Operators
=========

All operators are available both as module-level functions (``npg.relu(x)``)
and as ``Array`` methods (``x.relu()`` where applicable). Every operator listed
here is differentiable — it records itself into the computation graph when any
input has ``requires_grad=True``.

Element-wise
------------

.. list-table::
   :header-rows: 1
   :widths: 40 60

   * - Function
     - Description
   * - ``npg.add(a, b)``
     - Element-wise addition (also ``a + b``)
   * - ``npg.mul(a, b)``
     - Element-wise multiplication (also ``a * b``)
   * - ``npg.pow(a, exponent)``
     - Element-wise power (also ``a ** exponent``)
   * - ``npg.exp(a)``
     - Element-wise :math:`e^x`
   * - ``npg.log(a)``
     - Natural logarithm (undefined for non-positive values)
   * - ``npg.abs(a)``
     - Absolute value
   * - ``npg.relu(a)``
     - ``max(0, x)`` element-wise
   * - ``npg.clip(a, min, max)``
     - Clamp values to ``[min, max]``
   * - ``npg.maximum(a, b)``
     - Element-wise max of two arrays
   * - ``npg.minimum(a, b)``
     - Element-wise min of two arrays

Reductions
----------

All reduction functions accept ``axis=None`` (reduce all axes) and
``keepdims=False``.

.. list-table::
   :header-rows: 1
   :widths: 40 60

   * - Function
     - Description
   * - ``npg.sum(a, axis, keepdims)``
     - Sum of elements
   * - ``npg.mean(a, axis, keepdims)``
     - Mean of elements
   * - ``npg.prod(a, axis, keepdims)``
     - Product of elements
   * - ``npg.max(a, axis, keepdims)``
     - Maximum value
   * - ``npg.min(a, axis, keepdims)``
     - Minimum value
   * - ``npg.argmax(a, axis, keepdims)``
     - Index of maximum value (no gradient)
   * - ``npg.var(a, axis, ddof, keepdims)``
     - Variance. ``ddof=0`` (population) or ``ddof=1`` (sample)
   * - ``npg.std(a, axis, ddof, keepdims)``
     - Standard deviation (``sqrt(var(...))``)
   * - ``npg.cumsum(a, axis)``
     - Cumulative sum along ``axis``
   * - ``npg.cumprod(a, axis)``
     - Cumulative product along ``axis``

Activations
-----------

.. list-table::
   :header-rows: 1
   :widths: 40 60

   * - Function
     - Description
   * - ``npg.softmax(a, axis=-1)``
     - Softmax along ``axis``
   * - ``npg.log_softmax(a, axis=-1)``
     - Log-softmax (numerically stable)
   * - ``npg.sigmoid(a)``
     - :math:`\sigma(x) = 1 / (1 + e^{-x})`
   * - ``npg.tanh(a)``
     - Hyperbolic tangent
   * - ``npg.softplus(a)``
     - :math:`\log(1 + e^x)` (smooth approximation of ReLU)
   * - ``npg.gelu(a)``
     - Gaussian Error Linear Unit (tanh approximation): :math:`0.5 x (1 + \tanh(\sqrt{2/\pi}(x + 0.044715 x^3)))`
   * - ``npg.relu(a)``
     - ``max(0, x)`` (also listed under element-wise)

Linear algebra
--------------

.. list-table::
   :header-rows: 1
   :widths: 40 60

   * - Function
     - Description
   * - ``npg.matmul(a, b)`` / ``npg.mm(a, b)``
     - Matrix multiplication.
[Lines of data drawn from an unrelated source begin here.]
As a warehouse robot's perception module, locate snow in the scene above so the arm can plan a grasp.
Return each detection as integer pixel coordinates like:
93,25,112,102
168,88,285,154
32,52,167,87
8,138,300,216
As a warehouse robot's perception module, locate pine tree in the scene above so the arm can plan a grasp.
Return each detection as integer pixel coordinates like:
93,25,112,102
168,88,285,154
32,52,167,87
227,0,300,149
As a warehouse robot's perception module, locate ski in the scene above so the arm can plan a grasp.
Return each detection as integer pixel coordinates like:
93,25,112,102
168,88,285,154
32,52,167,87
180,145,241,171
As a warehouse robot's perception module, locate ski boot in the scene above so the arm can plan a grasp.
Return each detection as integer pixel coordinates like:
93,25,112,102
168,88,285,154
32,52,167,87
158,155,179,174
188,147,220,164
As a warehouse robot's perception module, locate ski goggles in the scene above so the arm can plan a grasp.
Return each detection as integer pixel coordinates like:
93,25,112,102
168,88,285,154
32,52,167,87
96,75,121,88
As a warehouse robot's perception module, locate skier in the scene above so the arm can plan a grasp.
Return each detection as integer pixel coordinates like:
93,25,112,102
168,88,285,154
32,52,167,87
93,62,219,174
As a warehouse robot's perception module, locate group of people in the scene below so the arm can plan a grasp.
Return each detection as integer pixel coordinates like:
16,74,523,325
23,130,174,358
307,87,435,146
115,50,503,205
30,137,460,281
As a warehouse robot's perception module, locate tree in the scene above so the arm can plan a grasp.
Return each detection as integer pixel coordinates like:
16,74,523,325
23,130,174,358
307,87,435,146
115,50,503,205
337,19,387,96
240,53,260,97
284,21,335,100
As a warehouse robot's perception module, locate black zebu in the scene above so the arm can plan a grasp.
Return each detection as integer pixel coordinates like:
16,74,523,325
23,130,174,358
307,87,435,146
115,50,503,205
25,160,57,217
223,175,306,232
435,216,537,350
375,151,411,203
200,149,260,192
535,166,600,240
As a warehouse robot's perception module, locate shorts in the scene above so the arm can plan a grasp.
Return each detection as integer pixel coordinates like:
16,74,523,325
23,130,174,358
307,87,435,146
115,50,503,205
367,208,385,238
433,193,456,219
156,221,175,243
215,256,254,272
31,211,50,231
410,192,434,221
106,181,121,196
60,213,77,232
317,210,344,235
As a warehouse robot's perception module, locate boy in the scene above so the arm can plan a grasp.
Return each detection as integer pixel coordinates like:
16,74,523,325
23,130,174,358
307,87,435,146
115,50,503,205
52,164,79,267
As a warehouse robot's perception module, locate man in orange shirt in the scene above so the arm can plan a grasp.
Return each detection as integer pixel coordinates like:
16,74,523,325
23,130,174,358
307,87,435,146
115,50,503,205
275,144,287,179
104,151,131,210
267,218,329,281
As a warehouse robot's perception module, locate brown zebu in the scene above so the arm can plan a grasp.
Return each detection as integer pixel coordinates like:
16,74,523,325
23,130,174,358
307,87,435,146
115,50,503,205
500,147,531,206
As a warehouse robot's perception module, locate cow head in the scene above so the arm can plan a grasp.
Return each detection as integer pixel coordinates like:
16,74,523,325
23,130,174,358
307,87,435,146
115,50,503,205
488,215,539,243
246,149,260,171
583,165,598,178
Handles 1D (dot product), 2D, and batched 3D inputs.
   * - ``npg.dot(a, b)``
     - Dot product of two 1D or 2D arrays
   * - ``npg.norm(a, axis, keepdims)``
     - Frobenius / L2 norm
   * - ``npg.diagonal(a, offset, axis1, axis2)``
     - Extract diagonal elements
   * - ``npg.trace(a, offset)``
     - Sum of diagonal elements (``diagonal(a, offset).sum()``)

Shape transforms
----------------

.. list-table::
   :header-rows: 1
   :widths: 40 60

   * - Function
     - Description
   * - ``npg.reshape(a, new_shape)``
     - Change shape without changing data. Returns a view when possible.
   * - ``npg.transpose(a, axes)``
     - Permute dimensions. ``axes`` is a tuple; ``None`` reverses all.
   * - ``npg.flatten(a)``
     - Flatten to 1D (equivalent to ``reshape(a, (-1,))``)
   * - ``npg.unsqueeze(a, axis)``
     - Insert a size-1 dimension at ``axis``
   * - ``npg.squeeze(a, axis=None)``
     - Remove size-1 dimensions (all if ``axis=None``)
   * - ``npg.repeat(a, repeats, axis=None)``
     - Repeat elements along an axis
   * - ``npg.triu(a, k=0)``
     - Upper-triangular part of a matrix (zeros below diagonal ``k``)
   * - ``npg.split(a, split_size_or_sections, dim=0)``
     - Split array into chunks. ``split_size_or_sections`` is an int (equal
       chunks; last may be smaller) or a list of sizes. Returns a tuple of
       ``Array`` objects.
   * - ``npg.stack(arrays, axis=0)``
     - Stack a list of arrays along a new axis
   * - ``npg.cat(arrays, axis=0)``
     - Concatenate arrays along an existing axis

Convolution
-----------

``npg.conv2d(input, weight, bias=None, stride=1, padding=0)``

2D convolution with full backward support.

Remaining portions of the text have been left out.